Semantics Club 30 11 2001

Learning in Finite Models

Martin Grohe

(joint work with Gyorgy Turan)


The general problem of concept learning is to identify an unknown set from a given class of sets. The given class, referred to as the concept class, represents the possible classifications of the elements of the universe, and the unknown set, also called the target concept, is the actual classification. We consider the setup of predicate logic learning in finite structures, where the universe is the set of elements (or, more generally, tuples of elements) of a finite relational structure, and concepts are classes of sets definable by predicate logic formulas.

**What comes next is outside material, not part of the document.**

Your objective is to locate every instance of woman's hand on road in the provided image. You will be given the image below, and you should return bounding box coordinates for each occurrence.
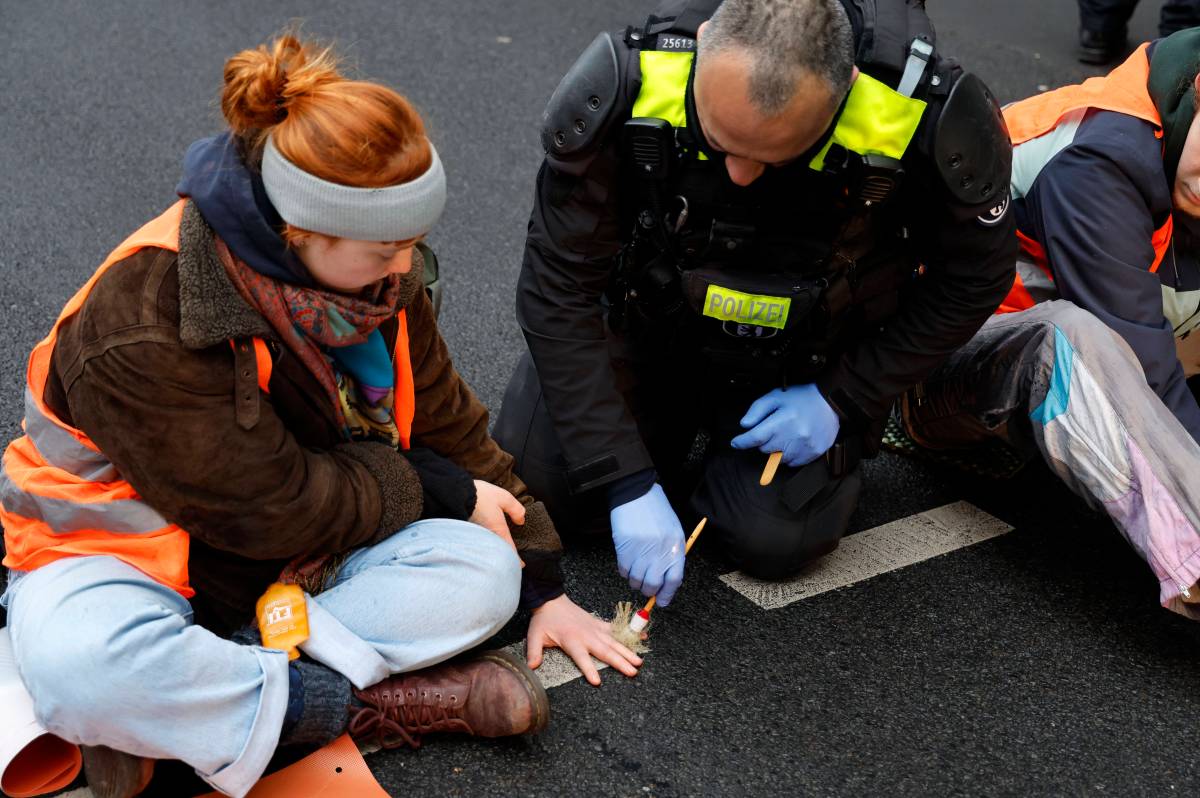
[526,594,644,686]
[470,480,524,562]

The identification of the target concept can be exact, as for example in the model of learning with equivalence queries, or approximate, as in the model of probably approximately correct (PAC) learning. It is an interesting fact that several notions of learning complexity turn out to be closely related to certain combinatorial parameters of the concept class. In particular, the sample size for PAC learning is of the same order of magnitude as the Vapnik-Chervonenkis dimension of the concept class, and the query complexity of learning with equivalence queries is closely related to the strong consistency dimension of the concept class. While it is easy to see that these combinatorial parameters are unbounded for predicate logic learning on arbitrary finite structures, we will show that they can be bounded on certain restricted classes of structures such as trees or planar graphs, for the former even if concepts are defined by formulas of monadic second-order logic. These bounds imply positive learnability results for the PAC and equivalence query learnability of definable sets over these structures.